Stephen Chapman's picture
by Stephen Chapman

A sports technology platform, which is being trialled by Premier League clubs and the MMA, is to open its first office in North America.

Okkulo is described as the world’s first athlete training system, which is “scientifically proven” to enhance performance by speeding up perception and reaction times.

According to research from Durham University, athletes have seen a 20% improvement in their perception and reaction times, while professional goalkeepers have had a 64% reduction in the amount of goals they concede over 90 minutes.

Last year the company was recognised as Tech Nation as one of its Rising Stars.

“At the very top level of professional sport, increasingly we are seeing athletes who have peaked physically, utilise technology to find extra improvements to stay one step ahead of their opponents,” explained founder and former independent film maker Mel O’Connor.

“We have spent the last 20 years developing OKKULO and by understanding the science around what is happening behind the eyes and how actions are processed, we have created a system which makes athletes see things quicker. The technology can now be adapted to any sport – whether it involves kicking or catching a ball, swinging a bat, or throwing and defending a punch.”

O’Connor explained that he came up with the idea while looking at light and how it worked through the lens of a camera before exploring how it could be applied in a sporting context.

He said that the system works by helping the brain to create new direct pathways between the colour visual system and the neuromuscular system.

Once inside the OKKULO pod an athlete is exposed to a series of different and changing light levels, in which the intensity and spectrum of the illumination is carefully controlled.

An athlete faced with a fast-moving object, say a baseball or football, under these lighting conditions perceives the object as being delayed” by about an additional 25%” as a result of which they have less time to respond and must speed up their response. After training under these conditions, the system trains the brain to make those new internal pathways. The result is an athlete that sees, thinks and responds faster than before.

“Research shows that the processing and transmission of visual images speeds up and slows down as the light level goes up and down. Up to a limit, the brighter the light the faster the processing and transmission.
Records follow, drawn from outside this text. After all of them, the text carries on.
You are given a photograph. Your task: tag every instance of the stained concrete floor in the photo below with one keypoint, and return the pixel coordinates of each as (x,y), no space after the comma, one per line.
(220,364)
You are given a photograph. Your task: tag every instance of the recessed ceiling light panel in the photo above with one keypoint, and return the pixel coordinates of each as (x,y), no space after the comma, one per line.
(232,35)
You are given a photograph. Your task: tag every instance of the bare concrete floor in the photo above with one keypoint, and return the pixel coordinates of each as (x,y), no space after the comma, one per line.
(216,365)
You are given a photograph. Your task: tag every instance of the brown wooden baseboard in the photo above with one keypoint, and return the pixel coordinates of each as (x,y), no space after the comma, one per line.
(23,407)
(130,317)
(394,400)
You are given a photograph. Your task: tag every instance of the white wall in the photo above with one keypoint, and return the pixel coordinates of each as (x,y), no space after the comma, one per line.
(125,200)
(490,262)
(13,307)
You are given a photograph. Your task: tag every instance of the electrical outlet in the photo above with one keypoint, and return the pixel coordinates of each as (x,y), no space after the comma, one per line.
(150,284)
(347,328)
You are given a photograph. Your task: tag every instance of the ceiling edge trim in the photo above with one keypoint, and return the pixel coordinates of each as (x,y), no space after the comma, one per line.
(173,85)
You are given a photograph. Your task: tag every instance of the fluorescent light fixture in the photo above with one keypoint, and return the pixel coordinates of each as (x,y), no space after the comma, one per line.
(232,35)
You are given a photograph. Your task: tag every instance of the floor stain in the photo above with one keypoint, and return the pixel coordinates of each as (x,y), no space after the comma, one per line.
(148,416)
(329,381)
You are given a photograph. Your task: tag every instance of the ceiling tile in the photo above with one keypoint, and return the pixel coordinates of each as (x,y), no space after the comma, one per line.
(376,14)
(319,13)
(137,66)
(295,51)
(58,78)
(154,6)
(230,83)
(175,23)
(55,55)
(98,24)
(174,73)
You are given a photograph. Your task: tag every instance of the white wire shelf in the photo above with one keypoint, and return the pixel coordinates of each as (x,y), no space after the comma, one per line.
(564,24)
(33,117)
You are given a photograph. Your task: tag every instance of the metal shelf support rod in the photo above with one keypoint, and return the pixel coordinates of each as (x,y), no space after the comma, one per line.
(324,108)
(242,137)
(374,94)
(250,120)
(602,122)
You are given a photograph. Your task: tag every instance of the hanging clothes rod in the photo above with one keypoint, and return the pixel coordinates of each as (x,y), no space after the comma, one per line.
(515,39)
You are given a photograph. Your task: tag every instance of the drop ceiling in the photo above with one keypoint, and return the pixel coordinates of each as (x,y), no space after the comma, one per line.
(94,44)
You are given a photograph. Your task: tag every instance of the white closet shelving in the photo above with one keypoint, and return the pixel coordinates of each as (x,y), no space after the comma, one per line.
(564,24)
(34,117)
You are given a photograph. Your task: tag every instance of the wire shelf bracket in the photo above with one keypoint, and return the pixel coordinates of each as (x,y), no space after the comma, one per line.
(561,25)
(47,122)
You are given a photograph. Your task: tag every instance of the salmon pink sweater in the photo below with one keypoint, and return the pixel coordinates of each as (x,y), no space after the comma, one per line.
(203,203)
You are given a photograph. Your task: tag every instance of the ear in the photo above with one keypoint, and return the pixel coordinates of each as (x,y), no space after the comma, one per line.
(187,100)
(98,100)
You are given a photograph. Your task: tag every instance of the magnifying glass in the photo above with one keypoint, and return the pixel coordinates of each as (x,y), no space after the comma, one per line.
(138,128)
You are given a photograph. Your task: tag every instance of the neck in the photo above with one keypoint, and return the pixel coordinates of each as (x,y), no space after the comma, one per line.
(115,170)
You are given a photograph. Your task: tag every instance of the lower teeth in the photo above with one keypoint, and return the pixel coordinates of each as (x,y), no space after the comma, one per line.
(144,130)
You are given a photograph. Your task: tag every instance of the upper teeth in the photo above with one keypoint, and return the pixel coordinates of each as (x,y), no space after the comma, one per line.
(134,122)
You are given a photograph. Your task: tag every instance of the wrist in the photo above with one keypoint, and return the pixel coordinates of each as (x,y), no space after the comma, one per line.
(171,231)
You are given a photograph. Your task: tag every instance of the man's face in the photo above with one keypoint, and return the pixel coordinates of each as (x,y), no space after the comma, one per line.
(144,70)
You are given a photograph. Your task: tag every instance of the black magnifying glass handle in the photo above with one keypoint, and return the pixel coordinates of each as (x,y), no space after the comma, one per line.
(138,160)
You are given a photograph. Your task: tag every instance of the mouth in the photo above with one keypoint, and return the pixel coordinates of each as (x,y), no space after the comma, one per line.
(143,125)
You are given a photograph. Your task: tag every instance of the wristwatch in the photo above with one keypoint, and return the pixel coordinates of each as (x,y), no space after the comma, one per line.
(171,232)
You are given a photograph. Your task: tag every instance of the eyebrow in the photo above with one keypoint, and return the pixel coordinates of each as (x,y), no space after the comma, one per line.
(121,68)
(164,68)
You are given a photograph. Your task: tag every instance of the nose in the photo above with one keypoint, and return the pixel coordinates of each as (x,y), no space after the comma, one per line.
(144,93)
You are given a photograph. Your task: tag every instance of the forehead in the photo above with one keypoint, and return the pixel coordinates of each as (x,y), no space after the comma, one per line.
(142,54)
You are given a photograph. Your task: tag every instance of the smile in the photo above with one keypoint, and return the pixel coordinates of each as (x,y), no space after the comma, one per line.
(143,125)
This change in speed is a crucial form of what is referred to as “light adaptation”, which is how our visual system regulates itself to operate effectively at different light levels,” added Professor Andrew Stockman at Durham University.

“The human body is such a complex system, but if we start to perceive things differently, then the muscular system changes as a result and then we start to see these nano neuromuscular changes and improvements to performance happening over a very short space of time.”

The company has a research and development facility in Newcastle and is about to set up a temporary operation in Santa Monica, where they’ll be working with American professional athletes.